Mittwoch, 23. Januar 2013

Fische ohne Butter im Kieler Landtag

Erneute Anhörung statt Abstimmung zu Drugchecking

Nach wie vor gilt: Ohne die SPD wird sich wenig ändern

Die Kieler SPD hat die drogenpolitische Kröte „Drugchecking“ aus dem Koaltionsvertrag nur geschluckt, damit die weiter reichenden Forderungen von SSW und Grünen nach einem Modellprojekt für legale Cannabisabgabe vom Tisch kamen. Gleiches gilt für die Anhebung der Geringen Menge.

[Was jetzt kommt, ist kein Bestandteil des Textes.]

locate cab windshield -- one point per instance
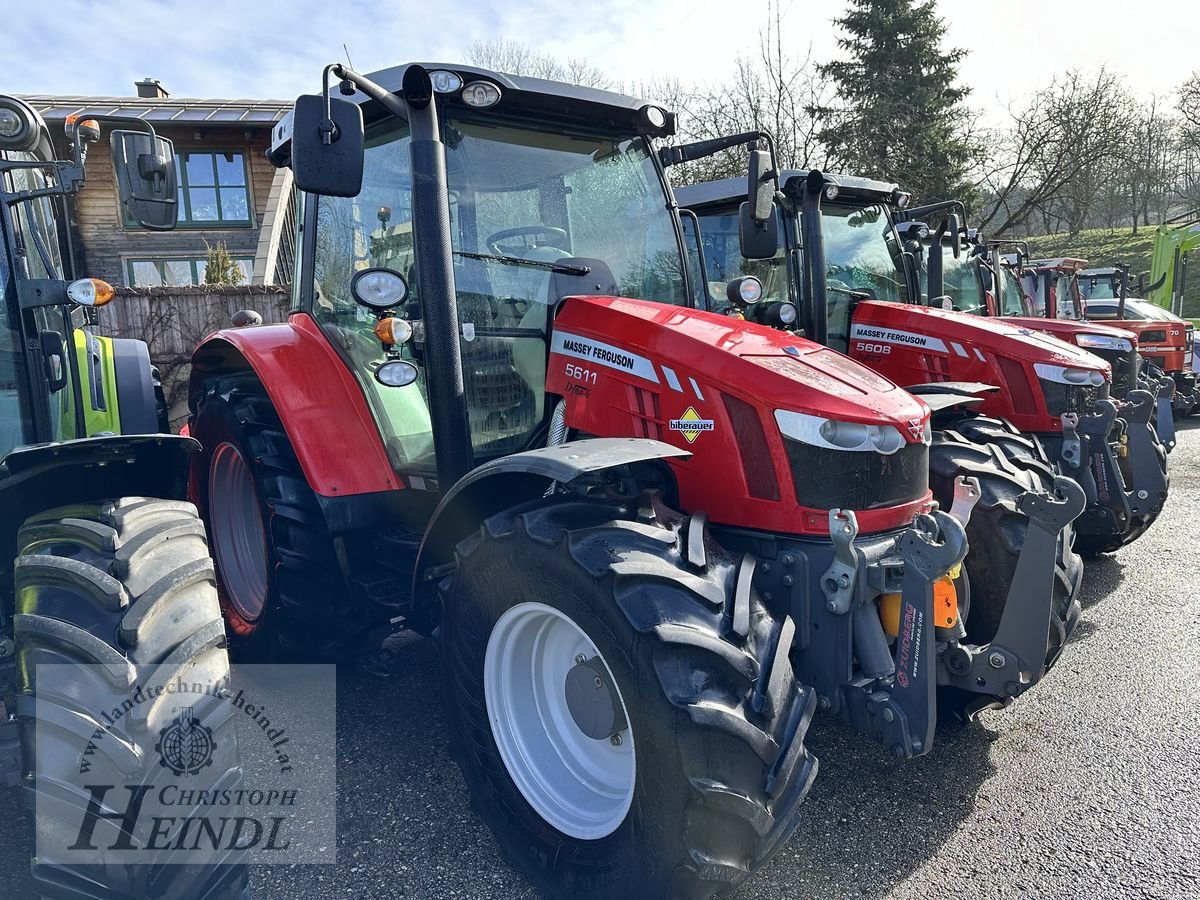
(523, 201)
(30, 247)
(960, 282)
(1098, 287)
(1012, 297)
(724, 261)
(862, 257)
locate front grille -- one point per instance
(1079, 399)
(846, 479)
(1125, 370)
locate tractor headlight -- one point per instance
(834, 435)
(444, 82)
(397, 373)
(1065, 375)
(378, 288)
(1103, 342)
(11, 124)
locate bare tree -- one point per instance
(1152, 163)
(778, 90)
(516, 58)
(1057, 151)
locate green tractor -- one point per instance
(105, 570)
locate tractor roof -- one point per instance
(725, 190)
(1067, 263)
(540, 96)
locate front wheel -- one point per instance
(107, 595)
(628, 721)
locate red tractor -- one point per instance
(855, 279)
(652, 540)
(1048, 299)
(1168, 341)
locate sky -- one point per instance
(276, 48)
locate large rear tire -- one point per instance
(107, 592)
(712, 765)
(1007, 465)
(280, 581)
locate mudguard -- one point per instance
(514, 479)
(315, 394)
(45, 475)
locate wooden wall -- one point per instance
(107, 241)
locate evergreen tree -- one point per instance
(900, 117)
(221, 268)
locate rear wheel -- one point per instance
(280, 577)
(628, 721)
(1007, 465)
(105, 593)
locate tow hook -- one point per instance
(1072, 449)
(930, 549)
(1149, 483)
(966, 496)
(841, 576)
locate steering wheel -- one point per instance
(557, 234)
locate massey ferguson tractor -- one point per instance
(1167, 341)
(1039, 401)
(105, 573)
(652, 540)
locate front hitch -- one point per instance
(1089, 459)
(934, 545)
(1147, 483)
(1164, 415)
(1015, 659)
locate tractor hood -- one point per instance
(673, 346)
(963, 335)
(1067, 329)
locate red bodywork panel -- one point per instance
(628, 367)
(315, 395)
(1069, 329)
(918, 345)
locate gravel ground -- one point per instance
(1087, 787)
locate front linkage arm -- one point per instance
(1017, 657)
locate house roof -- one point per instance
(57, 107)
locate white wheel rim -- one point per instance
(581, 786)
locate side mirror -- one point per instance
(954, 227)
(333, 168)
(147, 178)
(757, 240)
(761, 186)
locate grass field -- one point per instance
(1101, 246)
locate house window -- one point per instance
(177, 271)
(213, 189)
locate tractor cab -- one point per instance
(853, 257)
(59, 381)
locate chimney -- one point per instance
(151, 89)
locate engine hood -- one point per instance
(1067, 329)
(670, 345)
(946, 327)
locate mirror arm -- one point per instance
(388, 100)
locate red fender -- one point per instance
(319, 402)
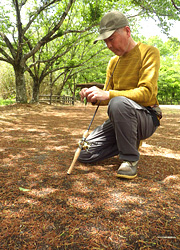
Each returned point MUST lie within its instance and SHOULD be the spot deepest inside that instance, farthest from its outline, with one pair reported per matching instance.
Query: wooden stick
(78, 151)
(81, 144)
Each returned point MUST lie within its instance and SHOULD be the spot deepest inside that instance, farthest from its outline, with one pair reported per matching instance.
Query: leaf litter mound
(41, 207)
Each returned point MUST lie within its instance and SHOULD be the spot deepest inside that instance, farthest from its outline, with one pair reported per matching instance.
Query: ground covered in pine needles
(41, 207)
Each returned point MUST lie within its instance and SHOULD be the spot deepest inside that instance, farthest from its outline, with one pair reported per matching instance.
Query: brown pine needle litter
(41, 207)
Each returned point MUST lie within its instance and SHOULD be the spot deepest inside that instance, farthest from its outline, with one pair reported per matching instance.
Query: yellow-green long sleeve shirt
(135, 75)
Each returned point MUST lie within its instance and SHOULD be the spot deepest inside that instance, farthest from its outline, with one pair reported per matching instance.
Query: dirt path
(41, 207)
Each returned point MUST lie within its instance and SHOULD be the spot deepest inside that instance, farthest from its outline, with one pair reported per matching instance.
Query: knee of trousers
(118, 105)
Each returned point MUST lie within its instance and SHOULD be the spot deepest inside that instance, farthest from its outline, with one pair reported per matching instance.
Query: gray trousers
(128, 123)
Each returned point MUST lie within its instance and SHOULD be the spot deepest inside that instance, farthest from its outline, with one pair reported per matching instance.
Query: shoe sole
(126, 176)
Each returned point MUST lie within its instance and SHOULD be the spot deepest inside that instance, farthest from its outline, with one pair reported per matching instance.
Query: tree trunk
(21, 95)
(36, 86)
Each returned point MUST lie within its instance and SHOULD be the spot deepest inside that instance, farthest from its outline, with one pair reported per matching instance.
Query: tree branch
(47, 37)
(9, 45)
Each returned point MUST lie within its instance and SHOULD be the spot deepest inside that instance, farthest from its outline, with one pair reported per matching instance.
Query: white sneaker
(127, 170)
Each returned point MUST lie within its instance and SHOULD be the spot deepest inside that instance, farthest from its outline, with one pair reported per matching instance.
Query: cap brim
(104, 35)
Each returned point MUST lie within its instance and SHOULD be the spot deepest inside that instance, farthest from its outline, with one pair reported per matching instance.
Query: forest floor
(41, 207)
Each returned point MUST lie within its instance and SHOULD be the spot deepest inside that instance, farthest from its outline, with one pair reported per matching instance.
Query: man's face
(119, 42)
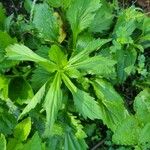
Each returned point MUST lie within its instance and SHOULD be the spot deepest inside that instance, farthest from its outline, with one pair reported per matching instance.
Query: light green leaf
(21, 92)
(34, 144)
(125, 59)
(5, 41)
(2, 142)
(4, 87)
(111, 104)
(144, 136)
(86, 105)
(23, 53)
(39, 77)
(14, 144)
(103, 18)
(34, 101)
(45, 22)
(68, 83)
(127, 133)
(56, 55)
(73, 143)
(80, 134)
(52, 104)
(89, 48)
(22, 129)
(80, 15)
(96, 65)
(2, 16)
(142, 106)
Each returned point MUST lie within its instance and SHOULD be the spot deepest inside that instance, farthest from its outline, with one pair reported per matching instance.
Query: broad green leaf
(56, 55)
(23, 53)
(80, 15)
(73, 143)
(53, 102)
(127, 19)
(72, 72)
(34, 101)
(2, 142)
(96, 65)
(90, 47)
(142, 106)
(103, 18)
(54, 3)
(20, 90)
(144, 136)
(34, 143)
(2, 16)
(80, 134)
(45, 22)
(22, 129)
(86, 105)
(125, 63)
(69, 83)
(112, 108)
(59, 3)
(4, 87)
(5, 40)
(7, 120)
(127, 132)
(83, 40)
(14, 144)
(39, 77)
(144, 26)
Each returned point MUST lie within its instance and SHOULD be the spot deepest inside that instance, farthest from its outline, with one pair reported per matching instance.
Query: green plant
(61, 65)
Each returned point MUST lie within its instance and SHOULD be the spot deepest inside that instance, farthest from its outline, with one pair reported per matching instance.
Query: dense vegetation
(74, 75)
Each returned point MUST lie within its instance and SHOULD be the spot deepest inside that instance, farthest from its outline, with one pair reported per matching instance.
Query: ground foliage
(74, 73)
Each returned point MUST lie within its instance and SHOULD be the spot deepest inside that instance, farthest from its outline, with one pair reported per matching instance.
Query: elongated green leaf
(142, 106)
(80, 134)
(103, 18)
(112, 109)
(127, 133)
(144, 136)
(53, 103)
(126, 60)
(45, 22)
(34, 101)
(4, 87)
(92, 46)
(86, 105)
(34, 144)
(97, 65)
(5, 40)
(56, 55)
(22, 90)
(14, 144)
(72, 143)
(22, 129)
(69, 84)
(80, 15)
(23, 53)
(2, 142)
(2, 16)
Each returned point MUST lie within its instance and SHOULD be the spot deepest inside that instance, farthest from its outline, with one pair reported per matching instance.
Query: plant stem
(32, 9)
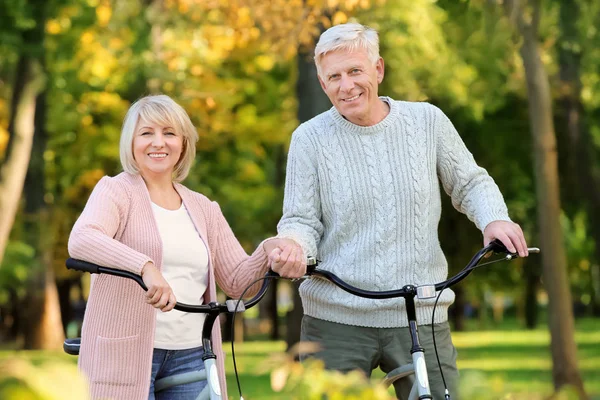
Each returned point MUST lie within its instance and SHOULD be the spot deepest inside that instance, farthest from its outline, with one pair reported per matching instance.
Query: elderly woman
(144, 221)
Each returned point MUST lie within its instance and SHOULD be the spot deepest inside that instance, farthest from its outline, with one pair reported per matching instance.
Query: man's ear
(322, 83)
(380, 67)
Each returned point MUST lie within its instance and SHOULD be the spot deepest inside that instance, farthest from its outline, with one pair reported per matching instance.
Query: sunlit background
(69, 69)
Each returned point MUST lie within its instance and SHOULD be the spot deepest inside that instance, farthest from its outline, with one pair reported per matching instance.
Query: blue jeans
(172, 362)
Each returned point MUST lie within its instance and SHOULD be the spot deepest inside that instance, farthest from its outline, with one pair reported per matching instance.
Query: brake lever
(497, 246)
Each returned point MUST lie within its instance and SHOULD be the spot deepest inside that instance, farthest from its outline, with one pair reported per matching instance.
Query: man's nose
(346, 83)
(158, 140)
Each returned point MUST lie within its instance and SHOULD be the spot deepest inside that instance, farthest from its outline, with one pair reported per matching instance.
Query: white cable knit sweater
(366, 202)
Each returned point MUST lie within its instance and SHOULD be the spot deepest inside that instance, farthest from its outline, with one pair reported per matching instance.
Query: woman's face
(156, 149)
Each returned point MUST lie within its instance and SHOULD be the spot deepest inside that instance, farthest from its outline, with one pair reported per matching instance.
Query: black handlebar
(495, 246)
(84, 266)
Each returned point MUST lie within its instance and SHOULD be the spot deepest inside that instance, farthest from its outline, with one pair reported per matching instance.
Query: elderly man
(362, 194)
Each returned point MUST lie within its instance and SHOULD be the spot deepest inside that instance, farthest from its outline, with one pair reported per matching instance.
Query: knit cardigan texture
(365, 200)
(117, 229)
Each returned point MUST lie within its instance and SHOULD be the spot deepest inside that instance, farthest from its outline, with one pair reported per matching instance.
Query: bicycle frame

Die scheint imAntrag der Regierungsparteien SPD, SSW und Grüne still und heimlich ganz vom Tisch genommen worden zu sein, obwohl es im Koalitionsvertrag noch hieß: „Bis eine bundesweite Regelung gefunden ist, werden wir die „geringen Mengen“ zum Eigenverbrauch weicher Drogen […] überprüfen, anheben und uns dabei an einer fortschrittlichen Drogenpolitik orientieren, um den Strafverfolgungsbehörden die Möglichkeit zu geben, flexibel auf den Einzelfall zu reagieren.“ Kurz nach Bekanntwerden dieser Vereinbarung hatten sich dann auch wieder die drogenpolitischen Betonköpfe der SPD zu Wort gemeldet, um einmal Vereinbartes auf einmal wieder in Frage zu stellen.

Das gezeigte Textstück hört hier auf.